Comment les mots acquièrent leur signification

Des chercheurs du Collège des Humanités à l’EPFL ont recouru au machine learning pour découvrir comment les humains comblaient le fossé souvent important entre le signe et le sens dans la communication.
La recherche du DCML s’intéresse à l’énigme fondamentale de la communication. © iStock/SI photography

Robert Lieck et Martin Rohrmeier, du DCML (Digital and Cognitive Musicology Laboratory), se sont aidés du machine learning et de l’intelligence artificielle pour explorer les concordances et les discordances entre les signes – comme les mots et les gestes – et le sens dans la communication. Leurs découvertes ont été publiées récemment dans Cognition, une revue réputée sur les sciences cognitives.

Robert Lieck, chercheur postdoctorant et auteur principal de l’article, explique que la recherche du DCML s’intéresse à l’énigme fondamentale de la communication et à l’évolution du sens dans le langage.

«Le problème est que les mots sont rigides et ne peuvent indiquer qu’une seule idée, alors que les sentiments ou les couleurs, par exemple, sont de nature continue et progressive. En substance, cela signifie qu’entre deux mots, il existe une infinité de sens, que les mots ne peuvent pas saisir à eux seuls.»

Les humains sont capables d’exprimer précisément des significations floues, notamment en s’aidant du ton de la voix ou de gestes. Pourquoi, par conséquent, avons-nous commencé à séparer des sens continus pour les comprimer dans des mots distincts?

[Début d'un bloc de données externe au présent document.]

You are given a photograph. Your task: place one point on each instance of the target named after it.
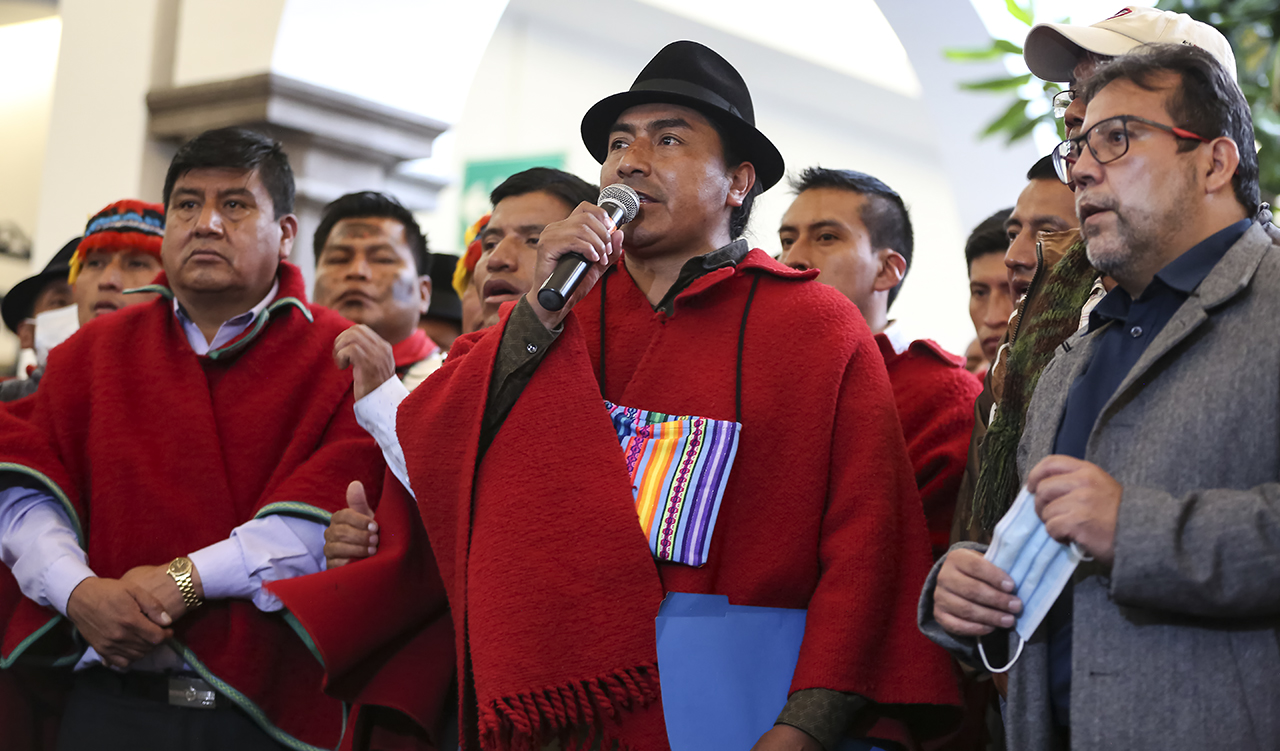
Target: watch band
(181, 573)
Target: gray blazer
(1178, 644)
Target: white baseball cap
(1052, 50)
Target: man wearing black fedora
(46, 291)
(698, 418)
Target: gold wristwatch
(181, 571)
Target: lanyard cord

Les propriétés discrètes des mots (comment ils sont combinés) et les propriétés continues (comment ils sont prononcés) peuvent transmettre leur sens de manière très détaillée. Ce phénomène est illustré par les légères différences de sens que transmettent les différentes prononciations de cette phrase © Lieck et al 2021

La communication comme jeu

Robert Lieck et Martin Rohrmeier ont cherché à répondre à cette question de manière empirique en simulant par des méthodes de calcul l’évolution de la communication à la manière d’un jeu. Dans cette simulation fondée sur le machine learning, deux agents virtuels ont échangé et interprété des signes, et utilisé la rétroaction de leur environnement pour améliorer leurs stratégies de communication.

Les chercheurs ont obtenu trois réponses-clés: premièrement, les agents virtuels ont développé des signes distincts, ou des ‘mots’ pour les éléments structurels de leur environnement. Toutefois, ils ont aussi recouru à des moyens continus pour communiquer des nuances plus fines au sein de chacun de ces éléments, de manière analogue aux différentes prononciations d’un même mot.

Deuxièmement, même lorsqu’une communication parfaitement continue était possible, les agents n’étaient pas toujours en mesure de trouver une concordance optimale et créaient parfois des mosaïques composées de différents fragments de signes pour exprimer l’ensemble des significations.

Et enfin, les chercheurs ont trouvé que dans les cas où les signes et les sens sont continus, mais possèdent des formes logiques différentes (par ex. les signes suivent une forme circulaire et les sens une forme linéaire), des significations très différentes peuvent être attribuées à des signes très similaires. Cela force alors les agents à laisser des fossés entre ces signes pour éviter les malentendus.

Le décalage topologique entre l'espace de la forme (orange) et l'espace du sens (bleu). (a) : Les malentendus se produisent parce que les limites de l'espace de signification sont cartographiées à proximité du même point dans l'espace de forme (encart). (b) : Un écart dans l'espace des formes évite les malentendus. © Lieck et al 2021

Des animaux à Zoom

Ces découvertes ont des répercussions considérables non seulement sur la compréhension du langage humain, mais aussi sur d’autres systèmes de communication parmi lesquels figurent la communication animale et la musique.

«Notre recherche contribue à mieux comprendre comment les plans des significations évoluent dans les différentes formes de communication, et comment ils peuvent être utilisés pour exprimer des idées sur un monde complexe», explique Martin Rohrmeier.

Robert Lieck ajoute que ce travail offre une analyse homogène autant des aspects distincts et structurels du langage que des aspects continus et graduels: «Nous montrons que ce sont réellement deux faces d’une même pièce, et l’une ne peut pas être comprise sans l’autre.»

L’étude souligne également le rôle structurel fondamental joué par la communication non verbale. Ce point revêt une importance particulière durant une pandémie: lorsque nous envisageons le futur des vidéoconférences dans les domaines de l’éducation et du travail, nous sommes souvent confrontés à des conditions loin d’être optimales en matière de respect de la communication non verbale, mais nous développons également de nouvelles manières de nous exprimer au fil de l’évolution de la communication.